Effect of rainbow gravity, PDM, and external magnetic field on optical properties and energy spectra of GaAs quantum dot

The Klein-Gordon equation in cosmic strings within RG spacetime under the influence of an external magnetic field and Coulomb potential for position-dependent mass (PDM) particles is investigated using the Nikivorof-Uvarov (NU) method. Energy levels and wave functions are obtained from the solution of the Klein-Gordon system with PDM particles. We apply three rainbow functions to calculate the energy and optical properties of refractive index coefficient (RIC) and absorption coefficient (AC) for GaAs quantum dot (QD).

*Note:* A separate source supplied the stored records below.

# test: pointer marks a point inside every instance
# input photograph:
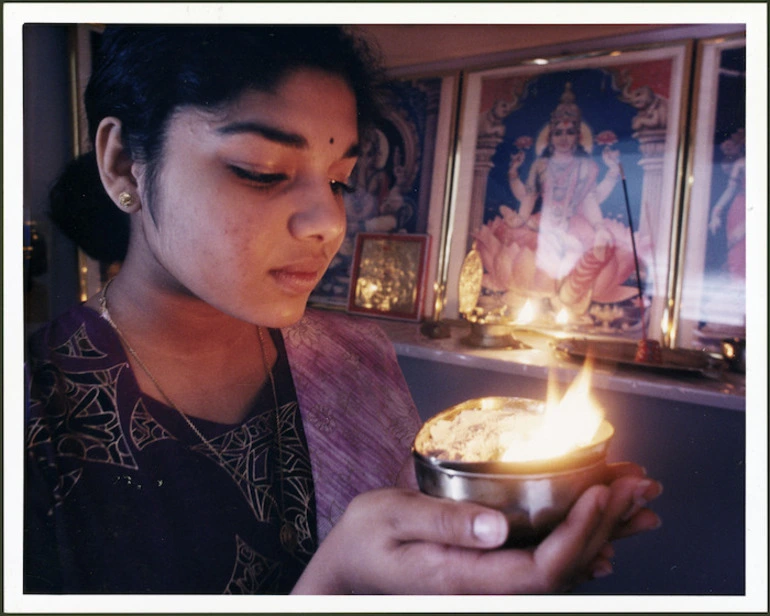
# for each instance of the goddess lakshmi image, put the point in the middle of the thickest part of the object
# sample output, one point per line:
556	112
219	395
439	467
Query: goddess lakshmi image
557	247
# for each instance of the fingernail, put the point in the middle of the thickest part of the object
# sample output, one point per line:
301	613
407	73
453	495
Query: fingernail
602	570
490	528
643	494
603	500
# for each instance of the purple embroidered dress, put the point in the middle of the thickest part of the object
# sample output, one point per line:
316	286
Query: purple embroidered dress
122	496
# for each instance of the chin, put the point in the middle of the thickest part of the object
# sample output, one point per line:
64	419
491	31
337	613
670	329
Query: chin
283	314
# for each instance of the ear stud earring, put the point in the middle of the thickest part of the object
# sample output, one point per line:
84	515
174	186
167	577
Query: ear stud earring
125	199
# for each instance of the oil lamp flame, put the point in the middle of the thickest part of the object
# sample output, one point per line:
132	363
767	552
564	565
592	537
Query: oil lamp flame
564	425
526	314
563	317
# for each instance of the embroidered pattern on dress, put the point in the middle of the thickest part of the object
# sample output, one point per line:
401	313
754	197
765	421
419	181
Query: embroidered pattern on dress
245	449
88	427
79	345
250	572
144	429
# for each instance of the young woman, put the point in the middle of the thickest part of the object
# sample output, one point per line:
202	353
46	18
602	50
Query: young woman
193	428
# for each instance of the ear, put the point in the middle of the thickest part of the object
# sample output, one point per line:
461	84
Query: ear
115	166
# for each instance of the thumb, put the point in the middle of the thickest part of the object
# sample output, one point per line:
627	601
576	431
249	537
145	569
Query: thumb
413	516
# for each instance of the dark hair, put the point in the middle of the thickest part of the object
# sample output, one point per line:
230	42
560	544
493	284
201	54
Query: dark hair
142	74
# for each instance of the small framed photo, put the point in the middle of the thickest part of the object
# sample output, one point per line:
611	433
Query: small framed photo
712	299
567	188
388	275
400	181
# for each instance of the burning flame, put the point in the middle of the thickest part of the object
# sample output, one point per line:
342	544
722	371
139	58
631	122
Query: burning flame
527	313
564	425
563	317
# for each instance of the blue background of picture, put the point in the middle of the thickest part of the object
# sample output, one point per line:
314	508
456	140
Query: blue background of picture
730	116
601	110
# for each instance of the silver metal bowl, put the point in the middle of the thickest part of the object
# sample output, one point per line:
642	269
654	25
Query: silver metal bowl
534	496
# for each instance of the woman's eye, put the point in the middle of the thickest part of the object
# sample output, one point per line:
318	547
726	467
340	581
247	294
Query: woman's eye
262	180
340	188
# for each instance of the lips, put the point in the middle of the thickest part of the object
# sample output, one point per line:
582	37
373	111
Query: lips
298	279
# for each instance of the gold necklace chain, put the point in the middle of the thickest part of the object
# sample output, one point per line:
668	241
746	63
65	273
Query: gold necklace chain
288	533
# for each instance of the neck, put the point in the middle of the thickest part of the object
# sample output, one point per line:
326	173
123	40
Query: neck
205	363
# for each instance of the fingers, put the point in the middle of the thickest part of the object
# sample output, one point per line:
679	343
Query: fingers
436	520
616	470
645	520
565	553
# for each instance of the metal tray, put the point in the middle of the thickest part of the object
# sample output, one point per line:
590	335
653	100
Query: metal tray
679	361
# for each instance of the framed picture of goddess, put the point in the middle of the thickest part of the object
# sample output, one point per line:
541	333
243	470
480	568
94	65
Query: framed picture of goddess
399	183
560	161
712	299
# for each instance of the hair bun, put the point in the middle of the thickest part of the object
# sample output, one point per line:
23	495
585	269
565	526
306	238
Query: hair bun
82	210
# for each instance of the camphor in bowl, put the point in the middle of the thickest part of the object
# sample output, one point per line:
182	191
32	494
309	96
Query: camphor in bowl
534	495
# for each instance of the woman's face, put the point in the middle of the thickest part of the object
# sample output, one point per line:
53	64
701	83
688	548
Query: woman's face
564	137
249	201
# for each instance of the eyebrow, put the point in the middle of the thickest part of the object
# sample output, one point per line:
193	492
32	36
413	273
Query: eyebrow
292	140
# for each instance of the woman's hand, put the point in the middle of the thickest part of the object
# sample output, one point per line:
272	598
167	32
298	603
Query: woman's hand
402	541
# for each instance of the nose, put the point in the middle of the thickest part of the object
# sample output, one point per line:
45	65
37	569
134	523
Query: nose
320	214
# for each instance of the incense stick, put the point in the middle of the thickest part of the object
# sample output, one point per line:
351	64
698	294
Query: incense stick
633	247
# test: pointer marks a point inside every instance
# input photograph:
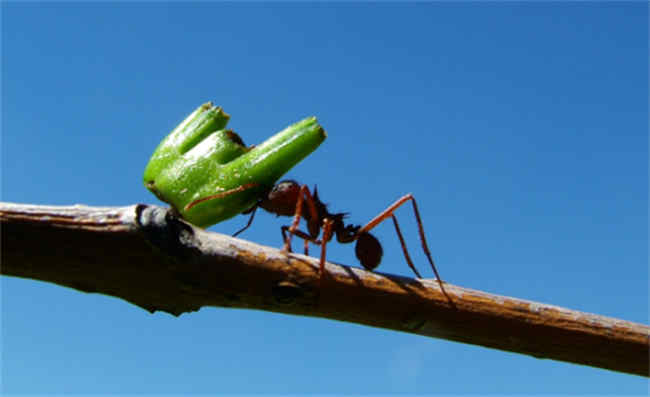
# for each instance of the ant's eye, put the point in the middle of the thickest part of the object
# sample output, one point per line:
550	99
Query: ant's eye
369	251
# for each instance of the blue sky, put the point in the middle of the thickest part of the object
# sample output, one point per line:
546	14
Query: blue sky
521	129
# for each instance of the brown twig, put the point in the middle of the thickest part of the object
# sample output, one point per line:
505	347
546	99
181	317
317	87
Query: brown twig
146	256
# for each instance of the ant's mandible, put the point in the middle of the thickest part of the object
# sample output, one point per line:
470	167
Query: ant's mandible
288	198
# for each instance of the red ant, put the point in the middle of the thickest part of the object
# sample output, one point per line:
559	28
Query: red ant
287	198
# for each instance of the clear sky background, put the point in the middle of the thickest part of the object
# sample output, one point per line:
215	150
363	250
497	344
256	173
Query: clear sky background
522	130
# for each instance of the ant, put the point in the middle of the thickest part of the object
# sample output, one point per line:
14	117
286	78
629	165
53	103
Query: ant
287	198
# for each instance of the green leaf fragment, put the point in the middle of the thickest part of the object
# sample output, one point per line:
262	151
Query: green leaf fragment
199	158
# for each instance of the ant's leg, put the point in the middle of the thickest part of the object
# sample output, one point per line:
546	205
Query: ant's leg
389	212
221	195
299	233
327	235
302	196
406	253
250	221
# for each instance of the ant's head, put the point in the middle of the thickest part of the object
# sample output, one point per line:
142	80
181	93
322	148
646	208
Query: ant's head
282	199
369	251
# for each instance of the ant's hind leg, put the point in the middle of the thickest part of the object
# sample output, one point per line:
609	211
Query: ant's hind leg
388	212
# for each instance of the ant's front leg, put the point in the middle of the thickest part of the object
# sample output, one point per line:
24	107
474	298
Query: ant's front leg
303	195
306	237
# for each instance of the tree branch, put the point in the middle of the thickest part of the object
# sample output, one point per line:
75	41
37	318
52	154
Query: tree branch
147	256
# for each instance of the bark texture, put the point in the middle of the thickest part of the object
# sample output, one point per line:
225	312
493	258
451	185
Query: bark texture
149	257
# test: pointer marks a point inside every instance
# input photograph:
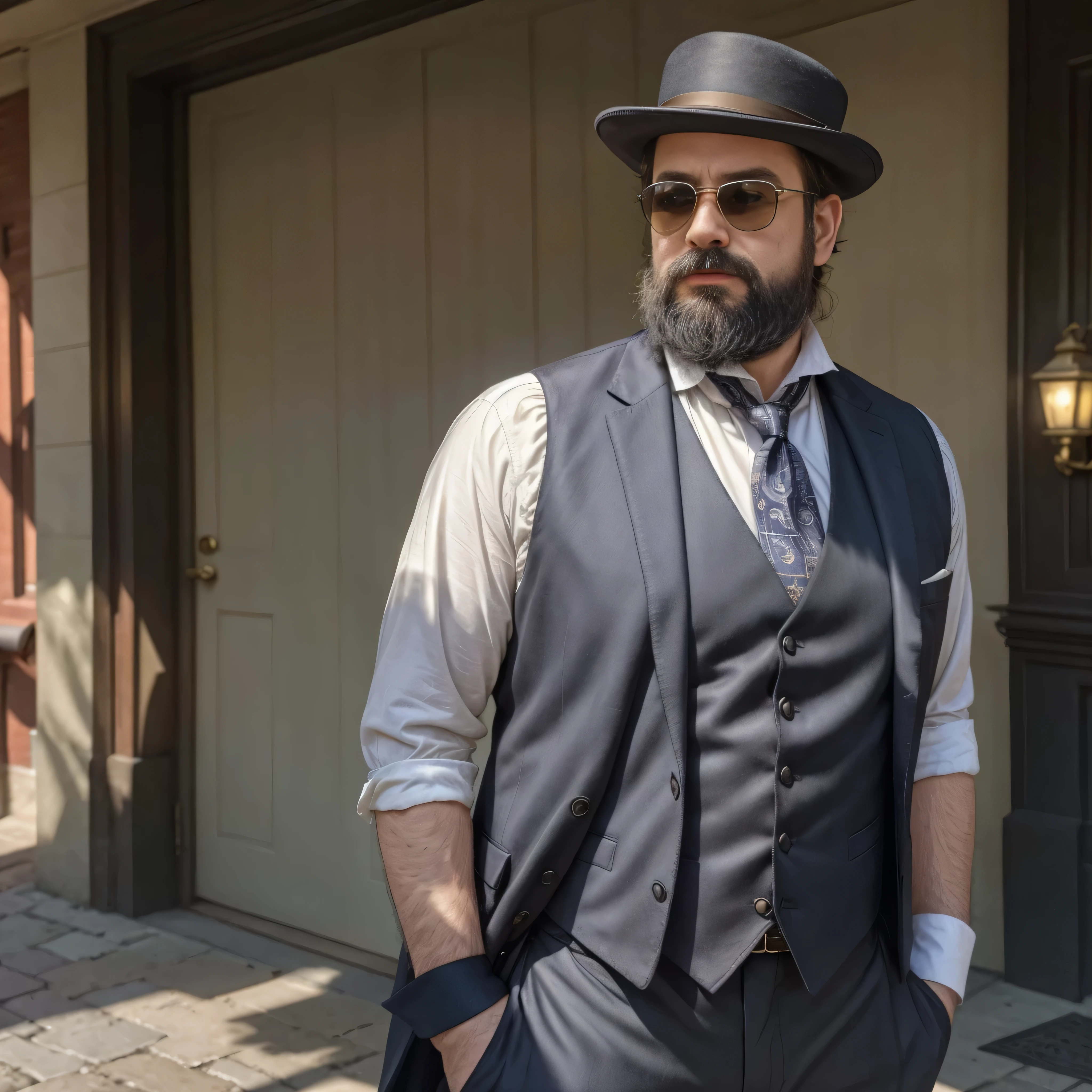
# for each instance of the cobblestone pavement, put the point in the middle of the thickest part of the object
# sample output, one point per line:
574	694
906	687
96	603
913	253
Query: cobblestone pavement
175	1003
992	1010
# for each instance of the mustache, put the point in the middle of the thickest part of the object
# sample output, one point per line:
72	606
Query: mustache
714	259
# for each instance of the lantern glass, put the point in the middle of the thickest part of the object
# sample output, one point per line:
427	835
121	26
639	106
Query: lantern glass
1085	404
1060	402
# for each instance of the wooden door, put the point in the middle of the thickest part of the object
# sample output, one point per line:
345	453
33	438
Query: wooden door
377	235
1049	621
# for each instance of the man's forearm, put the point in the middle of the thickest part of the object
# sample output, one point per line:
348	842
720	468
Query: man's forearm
428	852
942	824
942	827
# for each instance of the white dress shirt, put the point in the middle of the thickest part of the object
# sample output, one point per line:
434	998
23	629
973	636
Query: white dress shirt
449	615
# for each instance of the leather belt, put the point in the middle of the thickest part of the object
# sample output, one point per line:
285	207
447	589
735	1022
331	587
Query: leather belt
771	942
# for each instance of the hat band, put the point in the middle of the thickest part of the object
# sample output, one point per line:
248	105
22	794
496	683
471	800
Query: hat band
740	104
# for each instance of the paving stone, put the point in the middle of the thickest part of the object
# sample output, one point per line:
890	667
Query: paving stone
301	1004
9	1020
83	977
13	1080
205	1031
101	1042
133	1001
33	961
126	965
14	984
38	1061
307	1078
30	892
42	1005
363	1077
70	1021
76	918
153	1074
77	945
124	931
244	1077
1043	1079
19	932
25	1029
78	1083
55	909
209	975
373	1038
290	1053
15	904
17	875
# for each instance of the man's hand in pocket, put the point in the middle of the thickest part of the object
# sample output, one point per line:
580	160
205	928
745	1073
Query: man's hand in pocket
463	1045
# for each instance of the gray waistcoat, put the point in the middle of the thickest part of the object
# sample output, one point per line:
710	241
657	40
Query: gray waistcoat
577	811
734	806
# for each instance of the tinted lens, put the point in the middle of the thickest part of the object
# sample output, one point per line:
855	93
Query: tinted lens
748	207
668	206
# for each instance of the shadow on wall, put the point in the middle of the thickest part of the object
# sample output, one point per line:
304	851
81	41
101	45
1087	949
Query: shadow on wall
63	743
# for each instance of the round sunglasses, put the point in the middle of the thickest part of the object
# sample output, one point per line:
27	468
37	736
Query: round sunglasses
748	206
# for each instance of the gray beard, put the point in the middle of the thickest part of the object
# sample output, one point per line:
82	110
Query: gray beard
709	328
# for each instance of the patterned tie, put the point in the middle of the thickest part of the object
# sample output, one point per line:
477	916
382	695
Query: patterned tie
790	530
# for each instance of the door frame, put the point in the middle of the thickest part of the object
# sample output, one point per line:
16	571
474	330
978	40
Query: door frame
142	67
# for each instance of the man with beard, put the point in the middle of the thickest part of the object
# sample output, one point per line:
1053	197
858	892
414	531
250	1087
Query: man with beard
718	588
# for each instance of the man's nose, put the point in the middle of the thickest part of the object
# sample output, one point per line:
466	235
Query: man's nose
708	228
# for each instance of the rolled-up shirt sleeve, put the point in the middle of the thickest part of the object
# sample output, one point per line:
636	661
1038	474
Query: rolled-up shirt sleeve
948	742
449	615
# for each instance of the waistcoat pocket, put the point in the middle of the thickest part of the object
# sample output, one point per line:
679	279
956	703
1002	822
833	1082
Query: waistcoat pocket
598	850
864	840
492	863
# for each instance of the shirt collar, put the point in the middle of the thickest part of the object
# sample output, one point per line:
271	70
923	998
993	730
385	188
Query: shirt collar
813	361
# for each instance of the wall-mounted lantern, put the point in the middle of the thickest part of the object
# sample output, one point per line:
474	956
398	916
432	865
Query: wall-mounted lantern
1065	386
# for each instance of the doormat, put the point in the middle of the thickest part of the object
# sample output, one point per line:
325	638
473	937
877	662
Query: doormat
1064	1047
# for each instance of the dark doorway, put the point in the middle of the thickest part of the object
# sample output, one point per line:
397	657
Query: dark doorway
1049	620
18	539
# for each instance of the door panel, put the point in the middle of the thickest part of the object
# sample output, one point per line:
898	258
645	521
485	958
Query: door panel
377	235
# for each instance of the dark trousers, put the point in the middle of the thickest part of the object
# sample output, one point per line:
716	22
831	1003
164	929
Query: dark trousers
574	1025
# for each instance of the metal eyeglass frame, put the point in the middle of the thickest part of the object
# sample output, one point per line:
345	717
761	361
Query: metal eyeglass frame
778	190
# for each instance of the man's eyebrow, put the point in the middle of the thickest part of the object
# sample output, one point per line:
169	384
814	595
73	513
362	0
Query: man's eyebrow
760	174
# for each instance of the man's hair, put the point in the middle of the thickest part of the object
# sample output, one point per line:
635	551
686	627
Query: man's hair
818	180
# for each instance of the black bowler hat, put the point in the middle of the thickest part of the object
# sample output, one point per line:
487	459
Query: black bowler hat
737	83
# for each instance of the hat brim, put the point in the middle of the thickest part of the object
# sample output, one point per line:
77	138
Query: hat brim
854	164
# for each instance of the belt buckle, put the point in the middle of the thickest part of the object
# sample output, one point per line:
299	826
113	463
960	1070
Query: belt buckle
772	942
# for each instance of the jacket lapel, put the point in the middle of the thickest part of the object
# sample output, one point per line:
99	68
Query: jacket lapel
643	432
874	447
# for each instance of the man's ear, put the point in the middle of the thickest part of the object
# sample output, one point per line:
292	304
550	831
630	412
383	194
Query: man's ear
828	220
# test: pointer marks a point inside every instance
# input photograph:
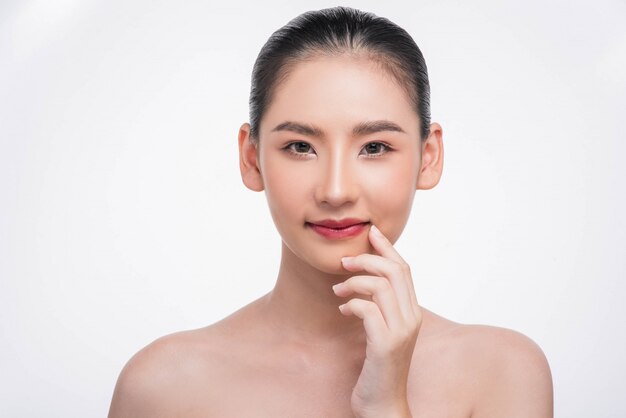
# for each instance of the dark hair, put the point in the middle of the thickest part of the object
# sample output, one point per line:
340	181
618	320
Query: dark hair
340	30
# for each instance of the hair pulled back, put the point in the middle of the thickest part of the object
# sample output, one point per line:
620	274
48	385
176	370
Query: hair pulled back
340	30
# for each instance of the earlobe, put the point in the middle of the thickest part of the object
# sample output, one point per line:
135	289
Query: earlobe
432	159
249	160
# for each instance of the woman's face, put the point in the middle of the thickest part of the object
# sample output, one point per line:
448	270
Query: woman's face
339	140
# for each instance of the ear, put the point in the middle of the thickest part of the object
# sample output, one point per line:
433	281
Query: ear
249	160
432	159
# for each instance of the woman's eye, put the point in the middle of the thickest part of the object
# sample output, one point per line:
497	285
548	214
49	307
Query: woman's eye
299	148
375	149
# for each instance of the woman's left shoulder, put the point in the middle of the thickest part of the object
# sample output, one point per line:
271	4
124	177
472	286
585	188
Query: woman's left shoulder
505	371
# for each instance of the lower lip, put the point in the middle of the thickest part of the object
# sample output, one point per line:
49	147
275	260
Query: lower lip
339	233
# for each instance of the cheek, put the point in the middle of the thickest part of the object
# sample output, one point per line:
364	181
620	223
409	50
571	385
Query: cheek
390	191
285	189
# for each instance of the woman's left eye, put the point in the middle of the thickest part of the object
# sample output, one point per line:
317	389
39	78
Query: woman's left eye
375	149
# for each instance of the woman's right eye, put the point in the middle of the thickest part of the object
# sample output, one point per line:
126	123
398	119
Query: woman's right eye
299	149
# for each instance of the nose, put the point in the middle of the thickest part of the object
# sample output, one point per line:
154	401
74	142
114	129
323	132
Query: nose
337	182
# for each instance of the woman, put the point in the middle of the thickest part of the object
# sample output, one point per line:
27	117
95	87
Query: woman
339	139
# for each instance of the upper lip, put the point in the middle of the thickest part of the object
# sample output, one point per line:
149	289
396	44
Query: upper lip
340	223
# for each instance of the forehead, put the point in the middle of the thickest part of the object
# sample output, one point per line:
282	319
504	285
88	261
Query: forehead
340	92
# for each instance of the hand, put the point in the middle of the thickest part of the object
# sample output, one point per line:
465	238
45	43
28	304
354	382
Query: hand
392	321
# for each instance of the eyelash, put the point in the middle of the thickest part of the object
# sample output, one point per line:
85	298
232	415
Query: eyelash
289	148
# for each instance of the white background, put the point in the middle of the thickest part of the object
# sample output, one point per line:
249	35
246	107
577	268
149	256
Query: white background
123	216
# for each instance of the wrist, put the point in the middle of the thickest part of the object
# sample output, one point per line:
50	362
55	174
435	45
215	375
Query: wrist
396	411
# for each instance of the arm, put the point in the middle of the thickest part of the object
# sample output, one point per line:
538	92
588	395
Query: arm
145	385
518	382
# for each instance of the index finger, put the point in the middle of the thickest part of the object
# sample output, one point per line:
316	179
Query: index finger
383	245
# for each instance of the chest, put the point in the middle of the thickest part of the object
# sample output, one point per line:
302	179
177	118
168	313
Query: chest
313	392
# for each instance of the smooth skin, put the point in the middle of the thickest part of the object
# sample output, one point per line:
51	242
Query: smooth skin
342	333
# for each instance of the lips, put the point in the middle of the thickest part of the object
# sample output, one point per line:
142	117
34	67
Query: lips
338	229
338	224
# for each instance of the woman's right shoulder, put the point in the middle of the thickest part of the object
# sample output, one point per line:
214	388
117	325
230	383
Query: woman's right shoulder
156	378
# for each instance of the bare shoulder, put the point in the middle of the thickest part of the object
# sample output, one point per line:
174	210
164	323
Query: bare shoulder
511	372
155	381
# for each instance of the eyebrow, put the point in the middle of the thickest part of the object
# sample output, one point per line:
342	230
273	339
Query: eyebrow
363	128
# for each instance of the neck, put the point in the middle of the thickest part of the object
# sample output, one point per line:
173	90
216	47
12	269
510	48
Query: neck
304	308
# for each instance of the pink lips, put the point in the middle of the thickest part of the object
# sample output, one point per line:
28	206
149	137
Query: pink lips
338	229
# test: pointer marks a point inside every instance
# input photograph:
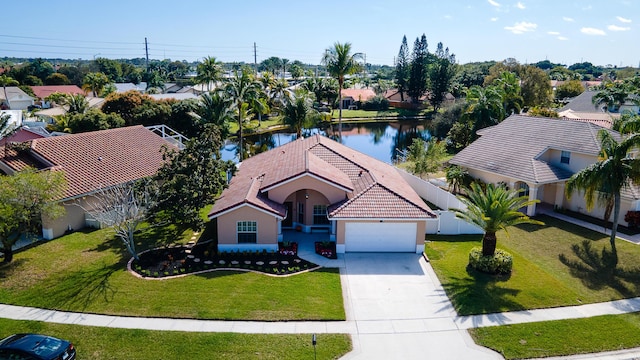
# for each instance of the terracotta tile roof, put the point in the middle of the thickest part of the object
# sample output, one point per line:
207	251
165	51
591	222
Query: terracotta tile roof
374	189
18	160
358	94
42	92
101	158
514	147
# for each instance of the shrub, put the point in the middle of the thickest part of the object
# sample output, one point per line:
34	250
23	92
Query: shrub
500	263
378	102
632	218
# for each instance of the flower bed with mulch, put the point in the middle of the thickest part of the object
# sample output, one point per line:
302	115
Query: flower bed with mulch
182	260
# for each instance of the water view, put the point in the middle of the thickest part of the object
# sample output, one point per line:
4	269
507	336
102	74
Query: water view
382	140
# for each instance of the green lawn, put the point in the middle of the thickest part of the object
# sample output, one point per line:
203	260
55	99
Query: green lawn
564	337
539	279
98	343
87	272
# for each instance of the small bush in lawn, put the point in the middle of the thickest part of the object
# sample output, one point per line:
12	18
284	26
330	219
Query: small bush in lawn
500	263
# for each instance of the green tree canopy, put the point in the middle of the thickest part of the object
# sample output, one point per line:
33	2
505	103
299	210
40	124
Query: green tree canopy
189	180
340	62
492	209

Our results show that the linear, third-order nonlinear, and total RIC and AC increase and shift toward higher energies as the magnetic field increases for all three pairs of rainbow functions. Similarly, the linear, third-order nonlinear, and total RIC and AC increase and shift toward lower energies as the parameters of the rainbow function and PDM increase for all three pairs of rainbow functions. Furthermore, the total RIC and AC decrease as the optical intensity increases for all three pairs of rainbow functions. The values of linear, third-order nonlinear, total RIC, and AC for both positive and negative energies are symmetric for rainbow function 1 compared to the other rainbow functions. This is due to the influence of the energy value of GaAs QD rainbow function 1, both positive and negative energies are symmetrical compared to other rainbow functions.